Assume a CUDA kernel executed by a single warp (for simplicity) reaches an if
-else
statement, where 20 of the threads within the warp satisfy condition
and 32 - 20 = 12 threads do not:
if (condition){
statement1; // executed by 20 threads
else{
statement2; // executed by 12 threads
}
According to the CUDA C Programming Guide:
A warp executes one common instruction at a time [...] if threads of a warp diverge via a data-dependent conditional branch, the warp serially executes each branch path taken, disabling threads that are not on that path, and when all paths complete, the threads converge back to the same execution path.
And therefore the two statements would be executed sequentially in separate cycles.
The Kepler architecture contains 2 instruction dispatch units per warp scheduler, and therefore has the ability to issue 2 independent instructions per warp to be at each cycle.
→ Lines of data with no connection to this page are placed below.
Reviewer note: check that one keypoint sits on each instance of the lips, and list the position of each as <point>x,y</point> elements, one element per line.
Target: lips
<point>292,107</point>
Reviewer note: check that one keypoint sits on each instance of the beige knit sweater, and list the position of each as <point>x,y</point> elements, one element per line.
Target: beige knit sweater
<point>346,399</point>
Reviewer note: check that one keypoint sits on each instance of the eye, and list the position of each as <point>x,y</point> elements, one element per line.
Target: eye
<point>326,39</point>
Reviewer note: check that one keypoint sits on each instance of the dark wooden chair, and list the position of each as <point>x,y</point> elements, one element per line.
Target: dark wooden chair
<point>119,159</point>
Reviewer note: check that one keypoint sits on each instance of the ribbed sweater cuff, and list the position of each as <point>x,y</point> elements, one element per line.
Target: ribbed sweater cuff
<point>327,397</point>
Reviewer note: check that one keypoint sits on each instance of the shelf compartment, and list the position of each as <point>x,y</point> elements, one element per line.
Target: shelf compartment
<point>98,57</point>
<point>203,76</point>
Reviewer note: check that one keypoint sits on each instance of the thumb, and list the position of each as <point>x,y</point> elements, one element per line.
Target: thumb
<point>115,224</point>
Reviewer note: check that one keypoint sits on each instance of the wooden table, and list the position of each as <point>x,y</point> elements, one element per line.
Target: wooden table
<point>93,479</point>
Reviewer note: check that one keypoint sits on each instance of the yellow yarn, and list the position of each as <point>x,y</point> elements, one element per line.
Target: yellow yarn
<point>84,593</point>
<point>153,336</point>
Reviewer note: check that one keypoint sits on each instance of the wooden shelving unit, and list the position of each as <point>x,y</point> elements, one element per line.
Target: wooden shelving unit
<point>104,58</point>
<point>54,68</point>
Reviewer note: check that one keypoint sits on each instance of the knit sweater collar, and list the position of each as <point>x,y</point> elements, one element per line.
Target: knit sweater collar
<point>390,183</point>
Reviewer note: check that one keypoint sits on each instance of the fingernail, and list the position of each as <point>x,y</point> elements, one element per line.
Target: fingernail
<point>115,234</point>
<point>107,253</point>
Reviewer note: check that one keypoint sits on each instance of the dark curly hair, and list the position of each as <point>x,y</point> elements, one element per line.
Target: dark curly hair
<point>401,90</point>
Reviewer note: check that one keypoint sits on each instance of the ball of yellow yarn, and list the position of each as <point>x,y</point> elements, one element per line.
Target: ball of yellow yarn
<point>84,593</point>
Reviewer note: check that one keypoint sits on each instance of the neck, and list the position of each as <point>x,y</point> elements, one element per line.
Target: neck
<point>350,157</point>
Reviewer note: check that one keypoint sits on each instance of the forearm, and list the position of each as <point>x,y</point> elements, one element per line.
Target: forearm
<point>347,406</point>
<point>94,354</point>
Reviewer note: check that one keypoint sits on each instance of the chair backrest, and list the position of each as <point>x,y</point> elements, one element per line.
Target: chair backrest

My question is: in this setting with only two branches, why could statement1
and statement2
not be issued by the two instruction dispatch units for simultaneous execution by the 32 threads within the warp, i.e. 20 threads execute statement1
while the 12 others simultaneously execute statement2
? If the instruction scheduler is not the reason why a warp executes a single common instruction at a time, what is? Is it the instruction set that only provides 32-thread wide instructions? Or a hardware-related reason?